'Bling Ring' Star Emma Watson's Low-Bling Life

ABC News' Amanda Keegan reports:

Hollywood "it" girl Emma Watson plays a teen thief who stole millions of dollars of clothes and jewelry from the homes of Hollywood stars like Paris Hilton in the new movie "The Bling Ring" about a real-life robbery ring.

In Watson's own real life, however, the former "Harry Potter" star says her closet is much smaller and her needs for material items are much less.

"I've got about eight pairs of shoes and that's it," Watson, 23, told the U.K.'s Radio Times in a recent interview.

The starlet's admission is a rarity among Hollywood's A-list who are rarely seen on the red carpet or even running errands in the same outfit more than once, industry experts say.

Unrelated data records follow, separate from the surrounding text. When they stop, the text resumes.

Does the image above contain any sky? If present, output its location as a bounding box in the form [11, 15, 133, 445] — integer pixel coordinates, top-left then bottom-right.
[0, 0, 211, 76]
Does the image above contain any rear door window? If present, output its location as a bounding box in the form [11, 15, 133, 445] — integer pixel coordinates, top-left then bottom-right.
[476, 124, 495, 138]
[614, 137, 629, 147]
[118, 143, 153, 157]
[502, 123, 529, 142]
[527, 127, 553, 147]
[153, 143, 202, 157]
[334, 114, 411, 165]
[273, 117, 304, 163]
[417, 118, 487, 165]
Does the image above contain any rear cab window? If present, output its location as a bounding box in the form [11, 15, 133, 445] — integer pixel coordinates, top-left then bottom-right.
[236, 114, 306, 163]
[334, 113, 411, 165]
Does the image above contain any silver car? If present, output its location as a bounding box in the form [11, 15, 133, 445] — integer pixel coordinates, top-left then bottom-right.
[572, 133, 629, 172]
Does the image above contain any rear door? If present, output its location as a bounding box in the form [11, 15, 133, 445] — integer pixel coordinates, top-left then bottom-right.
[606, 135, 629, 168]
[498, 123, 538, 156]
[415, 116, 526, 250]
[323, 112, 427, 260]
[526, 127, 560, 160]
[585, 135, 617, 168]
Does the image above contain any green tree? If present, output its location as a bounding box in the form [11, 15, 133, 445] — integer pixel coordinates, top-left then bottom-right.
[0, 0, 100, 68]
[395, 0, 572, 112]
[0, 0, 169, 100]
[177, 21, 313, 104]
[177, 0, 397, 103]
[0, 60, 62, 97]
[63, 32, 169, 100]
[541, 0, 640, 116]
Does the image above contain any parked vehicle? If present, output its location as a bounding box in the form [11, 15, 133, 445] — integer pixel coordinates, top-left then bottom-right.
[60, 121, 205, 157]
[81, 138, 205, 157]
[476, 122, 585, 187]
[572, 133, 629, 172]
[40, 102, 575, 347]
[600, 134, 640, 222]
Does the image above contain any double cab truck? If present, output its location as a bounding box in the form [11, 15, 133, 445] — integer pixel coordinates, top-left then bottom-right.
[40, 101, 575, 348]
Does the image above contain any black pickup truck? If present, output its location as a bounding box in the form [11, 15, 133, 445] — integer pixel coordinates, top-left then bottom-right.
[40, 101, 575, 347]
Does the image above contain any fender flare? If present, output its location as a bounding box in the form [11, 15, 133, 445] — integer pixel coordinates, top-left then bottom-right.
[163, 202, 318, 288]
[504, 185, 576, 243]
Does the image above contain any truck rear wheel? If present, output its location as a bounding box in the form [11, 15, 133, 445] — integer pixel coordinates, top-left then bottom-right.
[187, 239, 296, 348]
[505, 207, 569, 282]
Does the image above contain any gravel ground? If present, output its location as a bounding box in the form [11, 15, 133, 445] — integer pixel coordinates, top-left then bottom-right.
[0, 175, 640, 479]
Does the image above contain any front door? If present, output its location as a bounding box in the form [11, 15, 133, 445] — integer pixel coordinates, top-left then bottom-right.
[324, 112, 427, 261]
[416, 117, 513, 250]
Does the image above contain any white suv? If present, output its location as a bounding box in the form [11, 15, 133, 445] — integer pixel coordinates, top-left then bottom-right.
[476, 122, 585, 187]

"It is very rare and very brave for her to have said this," said Merle Ginsberg of The Hollywood Reporter. "It takes the mythology and the glamour away."

Watson's admission is in stark contrast to the very movie she is promoting, "The Bling Ring," a Sofia Coppola-directed film based on a real gang of teens who broke into the home of stars while they were at public events.

Watson described Hilton's extravagance to Radio Times, something she witnessed first-hand as Hilton allowed the film's cast and crew into her California home to shoot scenes.

"She could never wear all of those clothes and half of them were brand new and still had the price tag on," Watson said. "But I suppose she just bought them to have them.

"We've all bought things on impulse but that's an entirely different thing," she said. "It's almost like consumerism as a form of kleptomania."

In her interview with Radio Times, Watson, who graces the cover of the August issue of Teen Vogue, a magazine about fashion, recognizes that describing herself as not obsessed with material items like clothes might be hard for fans to understand.

"It's easy for me to sound like a total hypocrite because, of course, I'm dressed in designer clothes right now," Watson, a student at Brown University, told Radio Times.

She also commented on the very nature of celebrity itself in today's world of reality TV and the Internet.

"There's a whole new definition to celebrity now," she said. "And I think that's why you see a lot of actors blanching at being associated with that word 'celebrity' because it's become something that isn't really associated with having a craft."